Monday, October 01, 2007


Don is home, f-i-n-a-l-l-y. Got in around midnight after driving all day. The thing is, it really isn't that bad when he's away. We've been separated for as long as six weeks at a time, between staggered cross-country moves and travel for work, so it's not like I can play the weepy we've-never-spent-the-night-apart! wife. And there is the security of knowing that he's coming back, and when. It's not as though I'm an Army spouse with a deployed hubby or in some other precarious situation, you know? I tried to explain this to his mom, who seemed to be feeling guilty about keeping him away for so long-- that I can be on my own for a few weeks with no appreciable harm-- but I think she can't get past the idea of me all lonely and sad.

She seems to be doing remarkably well, but is house-bound as she's restricted from car-travel until her breastbone (which they have to break in order to get into the heart) heals, because a collision that re-opens it would be fatal. Being stuck at home isn't easy for her.

Anyways when Don came home, it was to a sparklingly clean house and a hot meal (butternut squash soup, roast chicken, peach cobbler. All from the Saturday Farmers Market). I think if he only came home once a week-- I would be a domestic goddess. The keys to squash soup are to make it kinda spicy so that it doesn't taste like baby food-- a little chili powder does the trick-- and top it with sour cream and bacon. Don will eat anything, I think, if you put bacon on top.

Problem is, the house is clean and organized and pretty because I poured hours of labor into it. Every day for more than a week, I was coming home from work and getting down to work. Running car-loads of stuff to the laundromat, dragging huge bags of trash to the curb. So the cost of coming home to a homely home is a slightly peeved partner who will want to sit down and have a Big Talk about housekeeping. Including New Rules and Responsibilities. Because a little two-bedroom house like ours should not take that kind of effort to clean, it really shouldn't. And I have no intention of being the only one keeping it nice.

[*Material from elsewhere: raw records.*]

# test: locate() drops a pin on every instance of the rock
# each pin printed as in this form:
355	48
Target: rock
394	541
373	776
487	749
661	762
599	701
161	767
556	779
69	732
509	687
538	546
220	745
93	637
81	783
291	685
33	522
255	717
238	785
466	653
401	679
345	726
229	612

Today is the first day of my favorite month. Yay for October! It was even chilly this morning, a nod to the new month. I called my doctor this morning because I want to get my thyroid tested. Hypothyroidism runs in my family and can cause infertility and miscarriage. Symptoms include inexplicable weight gain, fatigue, and feeling cold all the time. Those are kind of vague, because I exhibit all of them at times, but not all the time. And how can you really know if weight gain is unexplained? I'd say in my case it's more a matter of inexplicable weight change-- gaining and losing for no apparent reason. If you tracked my weight on a time-graph, I would look like a yo-yo dieter when in fact I'm not a dieter at all. I hope she will call me back, run the tests, get a diagnosis, put me on medication, and get me on the way to a place where we can start trying for a baby again. (Look, God, at my clean house and organically stocked freezer and homemade squash soup. Don't you think I should have a baby? Don't you think I'd take good care of it? Come on!) My faith in nature and my body being somewhat squashed at the moment, I'm pinning hopes right now on a medical intervention. Maybe a year from now, I can have a blog full of baby pictures...


ayla said...

Keeping a house clean is much easier than getting it clean. So I've heard, I wouldn't know. ;)

Mara said...

For me, both are hard. Just this morning I found:

On the porch table: a beer can, a hamburger-grease covered spatula.

On the coffee table: another beer can, a coffee cup.

On the floor: all the clothes we were wearing yesterday.

And that was with a concerted effort to stay tidy! These are the kind of things we just do't *see* until they pile up around us in miserable heaps and create a week-long cleaning project.